Taboola steps up in video, buys ConvertMedia for shy of $100M

Taboola, the startup behind the publishing widget that recommends more content at the end of articles online, has made an acquisition to expand its horizons beyond the written word: it has bought ConvertMedia, a recommendation engine designed specifically to sniff out and recommend online videos at scale.

Terms of the deal are not being disclosed but we understand from sources that it is in the very high double-digit millions, just under $100 million.

ConvertMedia, which is based out of Israel, had raised an undisclosed amount of funding from investors that included Spark Capital and Pitango (the latter also being an investor in Taboola). ConvertMedia was generating around $50 million in annualised revenue prior to the deal.

(For some context, Taboola itself has raised around $160 million, says it has touched hardly any of that because it’s currently profitable, and is valued at around $1 billion.)

Taboola’s CEO Adam Singolda tells me that today Taboola serves 360 billion content recommendations daily to around 1 billion unique users (double the number it covered in February 2015), with publishers that use its widgets including heavily trafficked sites from AOL (which owns TechCrunch), Conde Nast, and the Daily Mail Group, among many others.

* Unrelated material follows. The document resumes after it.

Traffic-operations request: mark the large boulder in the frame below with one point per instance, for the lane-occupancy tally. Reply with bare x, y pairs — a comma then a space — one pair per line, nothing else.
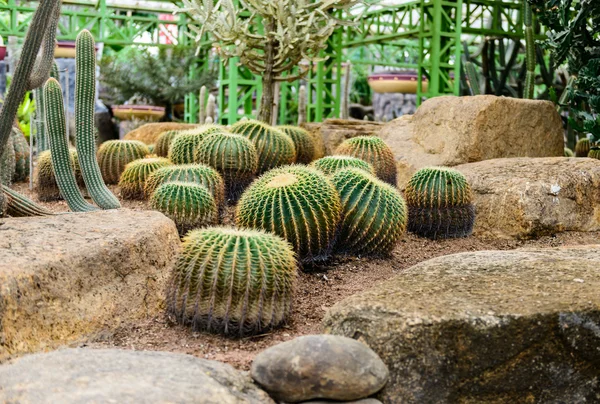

The hope is that adding in ConvertMedia will help Taboola reach 1 billion video views per day to put it into closer competition with the biggest players in video today, and set it further apart from the likes of more direct competitors like Outbrain.

“If Taboola streams more than 1 billion videos daily, then Taboola becomes a significant source of video supply, which today is mostly Facebook, Snapchat and YouTube,” he said. 

Singolda once told me a while ago that Taboola was first conceived as a video recommendation service when it was founded back in 2007. Today, however, the majority of the content that it accompanies — and that it subsequently recommends today — consists of articles and other works of writing.

But the tide has been rapidly shifting in the publishing world. Spurred in part by the rapid growth of video services on sites like Facebook and YouTube, publishers have been looking for ways to keep users on their own sites for longer, and to subsequently cash in on more lucrative, premium advertising formats beyond the legacy display market. And that has led them into developing a lot more video content.

Taboola is hoping that ConvertMedia’s existing footprint and technology — which is getting integrated into its wider platform — will mean that publishers will use its widget alongside videos as they already do with articles.

“We could send you to a YouTube video already but not directly out of our feed,” Singolda said. “Now we have access to buyers and marketers who want to syndicate videos on to other publishers’ sites. We have the ability to optimise and recommend those,” similar to what they do already with written content by circulating around traffic by way of its widgets. ConvertMedia also brings to Taboola a lot of relationships, he said, “eight years of business partnerships with TV buyers for syndication,” he said. “We used to syndicate and send people away, but and now we can also bring people in.”

The videos will come into Taboola in small doses, at least at first. Singolda says that initially, those who come across Taboola widgets on pages will likely only see “zero to one” video in the Taboola carousel. He says that the company is also still experimenting with how videos will appear in the carousel. One option is that they may autoplay “following Facebook’s lead on autoplay”; another may be a little symbol to indicate you’re seeing a video.

Just as publishers are looking to video as a way of keeping users better engaged on their sites, as well as the premium ad dollars coming in, they are also hoping that video content will help them keep a strong channel of social traffic coming into their sites, as posts with video on Facebook generally perform very well.

This highlights a different challenge for the publishing world: the role of how sites like Facebook and Google (or Twitter or Snapchat or any other social or interactive discovery site) could ultimately end up eating publishers’ lunch by becoming the primary platforms for consuming their content.

For Taboola itself, that is also where the startup ultimately hopes it can have an impact: as a lever for publishers to offer discovery and recommendation on their own sites. That also makes Taboola the startup an interesting company.

Verizon-owned AOL yesterday made the bold step of acquiring Yahoo for $4.83 billion, also in part to scale up and position itself as a viable third option beyond Google and social for monetizing content. Coincidentally, it was reported earlier this year that Taboola gave an equity stake to AOL as part of a strategic deal, although from what we understand AOL is not actually an investor as a result of that.